That man is Michael Ruppert, a former L.A. narcotics cop who’s well known in certain online circles for his work as an investigative reporter/conspiracy theorist (depending on who you ask). A chain-smoking everyman with a bad comb over and a few extra pounds on him, Ruppert has made his name thanks to an investigative newsletter and website he ran called From the Wilderness. From predicting the financial crash to breaking the story of the cover-ups surrounding the death of Pat Tillman, Ruppert has been on the cutting edge of the underground news cycle for several years—something he claims has made him public enemy number one of the powers that be. Considering Ruppert and the film’s basic hypothesis—that overpopulation combined with a looming energy crisis and the illusory nature of the financial system is likely to lead to large-scale societal collapse—this probably isn’t all that surprising.

Make no mistake—Collapse is Ruppert’s movie. The entirety of the film’s original footage consists of one long Errol Morris-style interview with him. As Ruppert expounds on his theories about peak oil, government corruption, and the looming collapse of the financial system, Smith uses stock footage and charts and graphs to articulate his points, along with black and white intertitles (“OIL,” “ELECTRICTY,” “COMPOUND INTEREST,”) to help organize the monologue. Ruppert’s theories are certainly provocative, but the majority of his argument shouldn’t come as a surprise to anyone who’s spent more than a few hours trawling the internet. What’s really compelling about Ruppert is the way he’s able to synthesize all of these issues (his take on the financial system, for example, is as succinct as it is devastating) and convincingly explain what their long term effects might be. Smith’s film doesn’t go out of its way to fact check anything he says, but it’s easy to see why Ruppert might intimidate those in power: he’s scary-articulate, well-read, and comes from a respectable family of former military/CIA workers. He’s the kind of guy you’d like to write off as a crank (and many people have), but he’s just so damned erudite, so rational even when presenting his most bizarre theories, that you can’t avoid letting at least some of his ideas seep into your subconscious.
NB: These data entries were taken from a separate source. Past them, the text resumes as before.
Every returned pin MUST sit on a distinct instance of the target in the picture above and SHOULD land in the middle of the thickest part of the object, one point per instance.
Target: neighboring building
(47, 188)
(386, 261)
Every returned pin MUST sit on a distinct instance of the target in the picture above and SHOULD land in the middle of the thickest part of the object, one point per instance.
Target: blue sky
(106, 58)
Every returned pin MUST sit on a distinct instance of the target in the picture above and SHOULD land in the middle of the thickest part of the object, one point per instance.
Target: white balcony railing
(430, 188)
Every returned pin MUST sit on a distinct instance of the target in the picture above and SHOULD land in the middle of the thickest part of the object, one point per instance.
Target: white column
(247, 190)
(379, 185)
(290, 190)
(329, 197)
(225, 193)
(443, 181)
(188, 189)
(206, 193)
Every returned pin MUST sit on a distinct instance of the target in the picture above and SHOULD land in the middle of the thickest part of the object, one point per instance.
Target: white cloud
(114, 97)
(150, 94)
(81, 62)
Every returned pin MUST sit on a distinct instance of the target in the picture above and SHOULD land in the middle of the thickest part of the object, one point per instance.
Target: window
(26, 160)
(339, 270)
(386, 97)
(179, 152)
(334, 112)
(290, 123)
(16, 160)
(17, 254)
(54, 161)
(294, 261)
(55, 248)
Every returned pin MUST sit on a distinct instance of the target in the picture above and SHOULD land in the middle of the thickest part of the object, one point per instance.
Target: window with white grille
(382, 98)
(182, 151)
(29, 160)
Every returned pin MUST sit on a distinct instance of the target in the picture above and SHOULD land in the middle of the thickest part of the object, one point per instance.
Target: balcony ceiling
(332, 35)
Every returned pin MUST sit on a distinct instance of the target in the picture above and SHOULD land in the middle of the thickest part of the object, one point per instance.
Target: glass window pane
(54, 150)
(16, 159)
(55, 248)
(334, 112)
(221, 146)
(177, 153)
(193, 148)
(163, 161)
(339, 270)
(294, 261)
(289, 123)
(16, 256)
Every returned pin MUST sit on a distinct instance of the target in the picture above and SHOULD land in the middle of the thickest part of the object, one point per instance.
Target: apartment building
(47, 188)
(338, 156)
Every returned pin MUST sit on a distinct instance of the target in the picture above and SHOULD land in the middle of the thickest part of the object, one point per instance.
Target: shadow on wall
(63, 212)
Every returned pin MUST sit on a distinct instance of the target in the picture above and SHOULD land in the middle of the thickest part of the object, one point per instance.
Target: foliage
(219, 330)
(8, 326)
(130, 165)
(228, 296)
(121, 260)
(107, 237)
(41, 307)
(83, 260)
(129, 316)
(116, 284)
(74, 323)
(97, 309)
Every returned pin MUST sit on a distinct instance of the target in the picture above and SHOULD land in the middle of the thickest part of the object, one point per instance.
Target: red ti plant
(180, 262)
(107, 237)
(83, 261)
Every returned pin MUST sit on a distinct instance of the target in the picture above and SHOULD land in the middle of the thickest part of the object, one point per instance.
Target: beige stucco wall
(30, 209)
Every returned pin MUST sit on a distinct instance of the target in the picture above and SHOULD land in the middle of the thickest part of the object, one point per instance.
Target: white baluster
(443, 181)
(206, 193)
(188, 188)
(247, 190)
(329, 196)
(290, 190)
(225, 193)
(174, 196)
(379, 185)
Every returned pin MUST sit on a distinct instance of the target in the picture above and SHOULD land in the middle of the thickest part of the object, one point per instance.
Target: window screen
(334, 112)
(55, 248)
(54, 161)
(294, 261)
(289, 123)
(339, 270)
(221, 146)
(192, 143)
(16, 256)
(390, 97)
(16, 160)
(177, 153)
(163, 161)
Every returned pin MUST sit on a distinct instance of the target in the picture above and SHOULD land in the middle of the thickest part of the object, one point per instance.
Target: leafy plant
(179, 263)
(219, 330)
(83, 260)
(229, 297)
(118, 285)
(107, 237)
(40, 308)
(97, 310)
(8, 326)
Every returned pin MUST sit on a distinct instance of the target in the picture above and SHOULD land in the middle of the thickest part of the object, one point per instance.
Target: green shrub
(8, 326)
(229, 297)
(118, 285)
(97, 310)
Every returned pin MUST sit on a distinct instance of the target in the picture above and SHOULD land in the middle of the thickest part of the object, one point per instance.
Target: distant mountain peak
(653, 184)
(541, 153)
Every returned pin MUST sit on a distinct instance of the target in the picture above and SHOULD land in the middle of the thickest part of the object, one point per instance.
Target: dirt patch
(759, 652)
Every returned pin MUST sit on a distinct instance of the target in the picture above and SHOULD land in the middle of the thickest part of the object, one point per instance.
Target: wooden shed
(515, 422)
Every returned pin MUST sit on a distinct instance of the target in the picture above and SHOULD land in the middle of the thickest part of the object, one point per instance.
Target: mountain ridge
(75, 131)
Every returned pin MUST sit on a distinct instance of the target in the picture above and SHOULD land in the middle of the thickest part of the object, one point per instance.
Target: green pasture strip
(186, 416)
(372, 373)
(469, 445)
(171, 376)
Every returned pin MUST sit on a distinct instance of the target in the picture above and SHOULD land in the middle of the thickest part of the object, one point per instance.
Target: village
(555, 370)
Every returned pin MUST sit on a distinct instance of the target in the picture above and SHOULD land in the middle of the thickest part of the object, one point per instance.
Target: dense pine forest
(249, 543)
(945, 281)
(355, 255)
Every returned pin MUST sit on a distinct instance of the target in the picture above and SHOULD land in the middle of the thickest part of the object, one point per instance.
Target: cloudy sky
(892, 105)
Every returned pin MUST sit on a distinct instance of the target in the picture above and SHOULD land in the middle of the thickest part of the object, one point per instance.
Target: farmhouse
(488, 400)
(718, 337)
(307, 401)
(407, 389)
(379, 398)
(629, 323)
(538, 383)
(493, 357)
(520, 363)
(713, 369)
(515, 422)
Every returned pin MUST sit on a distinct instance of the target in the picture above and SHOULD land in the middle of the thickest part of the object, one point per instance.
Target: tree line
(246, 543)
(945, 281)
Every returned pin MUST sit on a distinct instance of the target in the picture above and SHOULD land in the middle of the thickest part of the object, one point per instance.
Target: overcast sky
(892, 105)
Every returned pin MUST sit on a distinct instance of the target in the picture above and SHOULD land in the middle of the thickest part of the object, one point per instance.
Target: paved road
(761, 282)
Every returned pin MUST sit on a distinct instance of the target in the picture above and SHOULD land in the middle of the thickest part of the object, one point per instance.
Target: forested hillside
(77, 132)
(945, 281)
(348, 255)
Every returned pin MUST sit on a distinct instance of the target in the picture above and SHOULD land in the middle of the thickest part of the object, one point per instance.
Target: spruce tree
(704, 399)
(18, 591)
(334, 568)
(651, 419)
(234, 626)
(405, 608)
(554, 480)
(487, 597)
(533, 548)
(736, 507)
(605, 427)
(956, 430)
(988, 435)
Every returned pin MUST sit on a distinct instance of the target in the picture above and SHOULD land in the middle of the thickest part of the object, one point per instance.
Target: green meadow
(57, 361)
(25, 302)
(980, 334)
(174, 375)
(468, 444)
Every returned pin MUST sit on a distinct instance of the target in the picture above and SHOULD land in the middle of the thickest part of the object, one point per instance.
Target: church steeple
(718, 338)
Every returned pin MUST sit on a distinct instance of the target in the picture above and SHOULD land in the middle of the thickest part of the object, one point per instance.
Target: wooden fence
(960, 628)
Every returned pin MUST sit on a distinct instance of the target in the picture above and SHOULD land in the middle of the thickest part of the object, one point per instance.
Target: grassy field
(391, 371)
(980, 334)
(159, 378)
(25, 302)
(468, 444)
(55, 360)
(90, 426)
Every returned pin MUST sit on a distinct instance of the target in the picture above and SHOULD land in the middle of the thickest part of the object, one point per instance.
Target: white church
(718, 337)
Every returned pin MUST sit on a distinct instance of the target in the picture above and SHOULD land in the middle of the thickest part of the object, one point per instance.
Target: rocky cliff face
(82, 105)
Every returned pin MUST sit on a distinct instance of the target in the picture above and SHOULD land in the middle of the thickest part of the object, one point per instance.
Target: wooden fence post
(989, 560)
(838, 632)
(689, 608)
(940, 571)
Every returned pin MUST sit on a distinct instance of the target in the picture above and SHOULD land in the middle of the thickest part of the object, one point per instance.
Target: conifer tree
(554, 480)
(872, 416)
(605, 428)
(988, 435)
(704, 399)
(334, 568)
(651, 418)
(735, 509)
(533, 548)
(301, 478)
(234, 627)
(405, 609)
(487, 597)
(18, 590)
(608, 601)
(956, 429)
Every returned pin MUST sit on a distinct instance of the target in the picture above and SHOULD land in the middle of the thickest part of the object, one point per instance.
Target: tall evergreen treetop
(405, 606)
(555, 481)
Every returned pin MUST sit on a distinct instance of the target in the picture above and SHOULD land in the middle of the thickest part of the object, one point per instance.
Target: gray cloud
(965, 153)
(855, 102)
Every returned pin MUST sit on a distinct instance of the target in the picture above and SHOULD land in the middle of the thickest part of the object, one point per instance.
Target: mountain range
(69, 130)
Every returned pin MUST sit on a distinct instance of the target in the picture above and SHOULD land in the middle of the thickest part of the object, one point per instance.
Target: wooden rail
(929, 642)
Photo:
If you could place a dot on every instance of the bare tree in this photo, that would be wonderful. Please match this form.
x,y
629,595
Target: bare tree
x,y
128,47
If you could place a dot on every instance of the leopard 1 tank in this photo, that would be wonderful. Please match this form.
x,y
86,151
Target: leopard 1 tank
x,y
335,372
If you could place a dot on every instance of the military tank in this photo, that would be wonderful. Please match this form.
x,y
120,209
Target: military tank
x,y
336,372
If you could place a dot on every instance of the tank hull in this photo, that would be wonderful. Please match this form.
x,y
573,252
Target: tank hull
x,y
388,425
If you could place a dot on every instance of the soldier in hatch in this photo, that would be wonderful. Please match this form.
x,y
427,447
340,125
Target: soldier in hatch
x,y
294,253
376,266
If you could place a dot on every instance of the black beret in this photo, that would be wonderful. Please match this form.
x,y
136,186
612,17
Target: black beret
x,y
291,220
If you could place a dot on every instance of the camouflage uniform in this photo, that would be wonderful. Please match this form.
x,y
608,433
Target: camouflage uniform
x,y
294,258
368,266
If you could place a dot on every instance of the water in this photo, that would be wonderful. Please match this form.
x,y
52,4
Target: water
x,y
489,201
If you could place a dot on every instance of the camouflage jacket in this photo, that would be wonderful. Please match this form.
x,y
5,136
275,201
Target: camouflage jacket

It’s no surprise that Ruppert’s personal character helps dictate how you interpret his message, because at it its heart, Collapse is nothing if not an in-depth character study of a man who has dedicated his life to signaling the alarm about where he believes our planet is headed. It’s especially telling that Smith includes no other interviews outside of Ruppert. None of his critics are given the space to rebut him; none of his ideas are backed up by scientific testimony. It’s just Ruppert. And even though he’s a compelling interview, you can’t help but begin to think that Smith is giving him just enough rope to hang himself. Early in the film, Ruppert is unflappable, listing off bullet points and quoting scholars and scientific facts as though he’s reading them from a book. But as the film progresses he starts to loosen up a bit. His rant becomes more profanity-laced; he smokes more; he even cries on camera. Whether this was a natural progression or just a bit of clever editing on Smith’s part is hard to say, but it is incredibly revealing. We start to see just how personally invested Ruppert is in his quest. By this point we’ve already learned about the sacrifices he’s made in its service (he claims to have been shot at; his office has been burglarized; he’s been harassed; and we’re told he’s in financial trouble), but it’s when we begin to realize the psychic toll it’s taken on him that it becomes clear that Collapse is really more about the man than it is the message. Ruppert’s theories of societal collapse may or not prove to be true, the filmmakers seem to be saying, but there’s no denying that its effects are already far too apparent in his own life.